Although it can be a liquid, of course, especially if you happen to be a ravenous, single-minded loan shark patrolling treacherous waters, or an avaricious Narcissus seeking your own reflection in a deep green pool of wealth.
And there is the financial meaning of the word liquid, too, but that is rarely the average person's experience of money.
But for most of us the nature of money is gaseous: billowing on payday only to disperse by the end of the week. We try trapping it in bank accounts but it always seeps out through the cracks in our ledgers. Drifting in front of our faces today, occasionally fogging our brains with pecuniary consequences, before finally wafting away through our fingers tomorrow, leaving naught but the ghost of Mammon and a faint odor of affluence.

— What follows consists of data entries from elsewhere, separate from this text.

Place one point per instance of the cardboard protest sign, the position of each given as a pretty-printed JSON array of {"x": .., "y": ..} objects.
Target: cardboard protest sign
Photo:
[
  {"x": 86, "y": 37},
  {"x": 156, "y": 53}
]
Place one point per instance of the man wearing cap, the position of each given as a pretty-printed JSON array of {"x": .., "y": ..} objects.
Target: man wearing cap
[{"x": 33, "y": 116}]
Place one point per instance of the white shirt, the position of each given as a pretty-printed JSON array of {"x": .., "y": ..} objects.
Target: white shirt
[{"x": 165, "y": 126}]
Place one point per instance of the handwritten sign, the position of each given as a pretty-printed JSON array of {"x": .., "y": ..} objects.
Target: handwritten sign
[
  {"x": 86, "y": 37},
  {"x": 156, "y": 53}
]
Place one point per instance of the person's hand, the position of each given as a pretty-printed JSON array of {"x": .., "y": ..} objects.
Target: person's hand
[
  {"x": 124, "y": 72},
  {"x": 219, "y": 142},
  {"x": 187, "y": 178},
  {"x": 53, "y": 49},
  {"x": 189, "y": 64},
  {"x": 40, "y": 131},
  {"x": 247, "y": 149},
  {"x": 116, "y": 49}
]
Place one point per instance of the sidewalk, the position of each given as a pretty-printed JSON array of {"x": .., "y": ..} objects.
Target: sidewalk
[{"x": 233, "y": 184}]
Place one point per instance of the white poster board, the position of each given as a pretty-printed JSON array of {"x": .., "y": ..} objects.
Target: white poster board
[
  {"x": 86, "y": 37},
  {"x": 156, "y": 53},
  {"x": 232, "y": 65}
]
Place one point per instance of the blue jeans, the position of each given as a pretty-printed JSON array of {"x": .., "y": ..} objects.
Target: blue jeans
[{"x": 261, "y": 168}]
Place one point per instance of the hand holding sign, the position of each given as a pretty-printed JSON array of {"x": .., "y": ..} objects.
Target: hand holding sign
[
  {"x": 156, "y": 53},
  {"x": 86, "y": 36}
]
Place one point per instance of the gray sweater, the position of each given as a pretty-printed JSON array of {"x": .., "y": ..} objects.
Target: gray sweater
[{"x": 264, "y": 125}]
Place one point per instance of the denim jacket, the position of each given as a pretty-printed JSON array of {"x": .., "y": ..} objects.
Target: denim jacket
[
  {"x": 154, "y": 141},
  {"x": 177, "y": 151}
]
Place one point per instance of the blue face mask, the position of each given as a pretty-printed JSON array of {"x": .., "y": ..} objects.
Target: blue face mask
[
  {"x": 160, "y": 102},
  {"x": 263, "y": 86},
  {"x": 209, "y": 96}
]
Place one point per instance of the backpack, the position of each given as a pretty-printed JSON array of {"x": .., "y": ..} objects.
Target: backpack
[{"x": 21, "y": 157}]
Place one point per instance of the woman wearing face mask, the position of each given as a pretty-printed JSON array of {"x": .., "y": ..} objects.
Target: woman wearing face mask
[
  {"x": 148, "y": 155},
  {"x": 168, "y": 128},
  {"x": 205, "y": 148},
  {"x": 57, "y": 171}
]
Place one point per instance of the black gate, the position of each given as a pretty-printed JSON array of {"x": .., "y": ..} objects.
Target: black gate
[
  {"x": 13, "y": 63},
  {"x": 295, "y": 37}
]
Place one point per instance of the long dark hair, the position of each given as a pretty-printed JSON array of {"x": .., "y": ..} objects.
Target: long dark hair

Of course, some people manage to inherit or amass huge storage tanks of the stuff; usually a heady mixture of fast-talking helium and maniacal laughter-inducing nitrous oxide. At least that's what I recall inhaling on the few occasions I've met a millionaire.
I keep my money inside a half-inflated balloon attached to my pocket by a short piece of string. Please don't float away balloon, please don't float away. Turn yourself into a balloon animal, an elephant, a whole herd of balloon elephants so I can stampede into solvency.